17:10-15. The noble minded Bereans tested the truth of the gospel by examining the Scriptures, and therefore many believed.
Apparently it was the usual practice for some of the company to quietly stay behind to teach the new converts, and help establish the church, whenever Paul would be forced to go ahead to another place (14-15).

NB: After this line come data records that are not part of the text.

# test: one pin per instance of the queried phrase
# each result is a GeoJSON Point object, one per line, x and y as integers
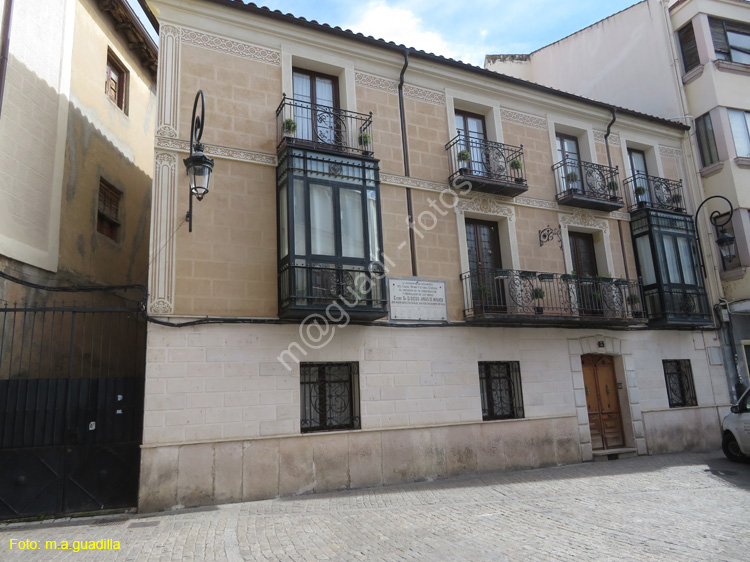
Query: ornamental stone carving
{"type": "Point", "coordinates": [236, 48]}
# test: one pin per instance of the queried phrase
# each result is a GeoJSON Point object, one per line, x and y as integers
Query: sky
{"type": "Point", "coordinates": [465, 30]}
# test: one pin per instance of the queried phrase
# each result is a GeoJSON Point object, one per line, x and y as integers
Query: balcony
{"type": "Point", "coordinates": [587, 185]}
{"type": "Point", "coordinates": [339, 292]}
{"type": "Point", "coordinates": [650, 192]}
{"type": "Point", "coordinates": [490, 167]}
{"type": "Point", "coordinates": [319, 127]}
{"type": "Point", "coordinates": [506, 296]}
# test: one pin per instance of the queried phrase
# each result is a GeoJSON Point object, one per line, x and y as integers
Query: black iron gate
{"type": "Point", "coordinates": [71, 408]}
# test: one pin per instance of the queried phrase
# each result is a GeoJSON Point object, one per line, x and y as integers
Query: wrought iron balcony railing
{"type": "Point", "coordinates": [587, 185]}
{"type": "Point", "coordinates": [357, 290]}
{"type": "Point", "coordinates": [493, 167]}
{"type": "Point", "coordinates": [644, 191]}
{"type": "Point", "coordinates": [302, 123]}
{"type": "Point", "coordinates": [510, 295]}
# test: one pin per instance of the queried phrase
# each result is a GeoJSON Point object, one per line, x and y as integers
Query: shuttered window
{"type": "Point", "coordinates": [689, 47]}
{"type": "Point", "coordinates": [706, 141]}
{"type": "Point", "coordinates": [731, 40]}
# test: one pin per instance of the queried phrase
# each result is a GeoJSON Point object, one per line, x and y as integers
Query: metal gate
{"type": "Point", "coordinates": [71, 408]}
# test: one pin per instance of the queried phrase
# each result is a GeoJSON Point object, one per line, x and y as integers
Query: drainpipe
{"type": "Point", "coordinates": [609, 163]}
{"type": "Point", "coordinates": [4, 47]}
{"type": "Point", "coordinates": [409, 208]}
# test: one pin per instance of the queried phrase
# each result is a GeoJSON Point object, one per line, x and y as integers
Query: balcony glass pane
{"type": "Point", "coordinates": [372, 225]}
{"type": "Point", "coordinates": [322, 232]}
{"type": "Point", "coordinates": [352, 228]}
{"type": "Point", "coordinates": [283, 223]}
{"type": "Point", "coordinates": [686, 258]}
{"type": "Point", "coordinates": [300, 232]}
{"type": "Point", "coordinates": [646, 260]}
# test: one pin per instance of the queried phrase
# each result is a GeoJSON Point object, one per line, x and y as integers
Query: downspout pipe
{"type": "Point", "coordinates": [4, 47]}
{"type": "Point", "coordinates": [609, 163]}
{"type": "Point", "coordinates": [407, 173]}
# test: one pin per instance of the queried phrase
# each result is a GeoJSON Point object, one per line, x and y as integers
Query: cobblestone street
{"type": "Point", "coordinates": [668, 507]}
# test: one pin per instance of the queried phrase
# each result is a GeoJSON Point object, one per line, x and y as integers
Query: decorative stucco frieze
{"type": "Point", "coordinates": [231, 47]}
{"type": "Point", "coordinates": [487, 205]}
{"type": "Point", "coordinates": [425, 95]}
{"type": "Point", "coordinates": [614, 138]}
{"type": "Point", "coordinates": [219, 151]}
{"type": "Point", "coordinates": [585, 218]}
{"type": "Point", "coordinates": [533, 121]}
{"type": "Point", "coordinates": [670, 152]}
{"type": "Point", "coordinates": [168, 80]}
{"type": "Point", "coordinates": [376, 82]}
{"type": "Point", "coordinates": [163, 226]}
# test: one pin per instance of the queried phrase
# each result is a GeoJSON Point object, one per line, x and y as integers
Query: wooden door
{"type": "Point", "coordinates": [483, 243]}
{"type": "Point", "coordinates": [605, 419]}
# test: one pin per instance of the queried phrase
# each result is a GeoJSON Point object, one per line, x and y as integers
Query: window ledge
{"type": "Point", "coordinates": [714, 168]}
{"type": "Point", "coordinates": [733, 274]}
{"type": "Point", "coordinates": [735, 67]}
{"type": "Point", "coordinates": [692, 75]}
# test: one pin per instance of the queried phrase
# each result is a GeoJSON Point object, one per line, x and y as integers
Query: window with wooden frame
{"type": "Point", "coordinates": [704, 131]}
{"type": "Point", "coordinates": [679, 378]}
{"type": "Point", "coordinates": [500, 388]}
{"type": "Point", "coordinates": [116, 86]}
{"type": "Point", "coordinates": [108, 213]}
{"type": "Point", "coordinates": [329, 396]}
{"type": "Point", "coordinates": [731, 40]}
{"type": "Point", "coordinates": [689, 47]}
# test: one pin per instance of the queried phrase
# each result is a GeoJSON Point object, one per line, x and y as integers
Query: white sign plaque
{"type": "Point", "coordinates": [417, 300]}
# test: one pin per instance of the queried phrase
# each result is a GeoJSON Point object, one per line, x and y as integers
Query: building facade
{"type": "Point", "coordinates": [695, 59]}
{"type": "Point", "coordinates": [406, 268]}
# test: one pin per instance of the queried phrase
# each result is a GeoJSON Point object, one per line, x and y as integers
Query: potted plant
{"type": "Point", "coordinates": [516, 166]}
{"type": "Point", "coordinates": [613, 186]}
{"type": "Point", "coordinates": [538, 295]}
{"type": "Point", "coordinates": [365, 141]}
{"type": "Point", "coordinates": [463, 156]}
{"type": "Point", "coordinates": [640, 191]}
{"type": "Point", "coordinates": [289, 127]}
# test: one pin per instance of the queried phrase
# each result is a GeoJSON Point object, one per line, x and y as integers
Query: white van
{"type": "Point", "coordinates": [735, 430]}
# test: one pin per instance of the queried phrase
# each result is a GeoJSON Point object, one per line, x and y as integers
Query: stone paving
{"type": "Point", "coordinates": [693, 506]}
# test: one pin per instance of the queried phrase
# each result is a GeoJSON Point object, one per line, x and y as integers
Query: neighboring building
{"type": "Point", "coordinates": [79, 101]}
{"type": "Point", "coordinates": [686, 60]}
{"type": "Point", "coordinates": [77, 117]}
{"type": "Point", "coordinates": [524, 341]}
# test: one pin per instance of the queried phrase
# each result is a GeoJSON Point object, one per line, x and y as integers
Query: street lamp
{"type": "Point", "coordinates": [725, 241]}
{"type": "Point", "coordinates": [198, 165]}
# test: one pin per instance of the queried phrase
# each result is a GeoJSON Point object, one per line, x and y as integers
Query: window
{"type": "Point", "coordinates": [316, 101]}
{"type": "Point", "coordinates": [740, 122]}
{"type": "Point", "coordinates": [116, 86]}
{"type": "Point", "coordinates": [731, 40]}
{"type": "Point", "coordinates": [679, 378]}
{"type": "Point", "coordinates": [706, 141]}
{"type": "Point", "coordinates": [500, 387]}
{"type": "Point", "coordinates": [107, 221]}
{"type": "Point", "coordinates": [329, 397]}
{"type": "Point", "coordinates": [688, 47]}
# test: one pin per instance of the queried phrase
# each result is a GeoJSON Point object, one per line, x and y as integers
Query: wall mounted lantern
{"type": "Point", "coordinates": [725, 241]}
{"type": "Point", "coordinates": [198, 165]}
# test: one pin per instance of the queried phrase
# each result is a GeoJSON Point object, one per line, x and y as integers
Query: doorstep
{"type": "Point", "coordinates": [614, 454]}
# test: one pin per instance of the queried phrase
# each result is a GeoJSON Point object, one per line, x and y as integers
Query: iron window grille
{"type": "Point", "coordinates": [329, 396]}
{"type": "Point", "coordinates": [500, 387]}
{"type": "Point", "coordinates": [108, 212]}
{"type": "Point", "coordinates": [679, 379]}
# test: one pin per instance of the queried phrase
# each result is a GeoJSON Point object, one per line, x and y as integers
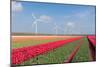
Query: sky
{"type": "Point", "coordinates": [52, 18]}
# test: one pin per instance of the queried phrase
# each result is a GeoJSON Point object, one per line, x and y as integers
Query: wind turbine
{"type": "Point", "coordinates": [56, 28]}
{"type": "Point", "coordinates": [35, 22]}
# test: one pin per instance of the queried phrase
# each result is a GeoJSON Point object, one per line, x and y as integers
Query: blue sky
{"type": "Point", "coordinates": [53, 18]}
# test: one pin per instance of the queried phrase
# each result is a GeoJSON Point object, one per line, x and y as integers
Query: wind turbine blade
{"type": "Point", "coordinates": [33, 16]}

17:16-34. At Athens, Paul preached to both Jews and Gentiles, in synagogue and market place alike (17). He attracted the attention of the bored philosophers of the great city. The two most influential schools of philosophy were the Epicureans and the Stoics. A mixture of these two counterbalancing ideas of what brings the greatest good still controls most people’s minds today. Simply put, Epicureans said the greatest good was whatever brought the most pleasure. The Stoics believed in self-control, that the disciplined mind and life brought the greatest good. In one succinct sentence, v.21, Luke captures the atmosphere of Athens. They had heard it all before, were open to anything, and ready to close with nothing. They were surrounded by artistically beautiful idols that they didn’t believe in. Paul never said anything they found really new, or offensive to their ears, until his conclusion. In fact, he quoted Greek poets (28). According to F. F. Bruce, it was Epimenides of Crete who supposedly had advised them to erect alters to unknown gods.
This is part of Epimenides’ “address to the Supreme God” (also quoted in Titus 1:12):
They fashioned a tomb for Thee, O holy and high One,
The Cretans, always liars, evil beasts, idle bellies!
But Thou art not dead; for ever Thou art risen and alive,
For in Thee we live and move and have our being.
And from the poem Phenomena, by Aratus of Cilicia: “For we are indeed his offspring.”
But when Paul got to the need for repentance, and the coming judgment by the Son of Man whom God had raised from the dead for this purpose, there was trouble.
“The tragedian Aeschylus had described the god Apollo as saying, on the occasion when the Court of the Areopagus was founded by the city patron goddess Athene, ‘But when the earth has drunk up a man’s blood, once he is dead there is no resurrection.’ ” F. F. Bruce, The New Bible Commentary: Revised, Eerdmans, 1970, pp. 996 f.
Most Greeks had no problem with the idea of the immortality of the soul. But the resurrection of the body was a ridiculous and repulsive idea. Truth be told, most modern people have a much more Greek notion of life after death than they do a Biblical one. But Jesus, unlike Apollo, is a savior of the whole man, albeit with a glorified spiritual body, not a corruptible natural one (1 Cor.15:42-44).
God calls on all men to repent and acknowledge him as Creator, Sustainer, and sovereign Lord over all things. Judgment is coming, and it will be a righteous and just judgment, because God has appointed a man to do the judging. We can’t plead that God doesn’t understand us, because God the judge is one of us. This Son of Man has been shown worthy to judge by dying and being raised from the dead, and all must rise and appear before him.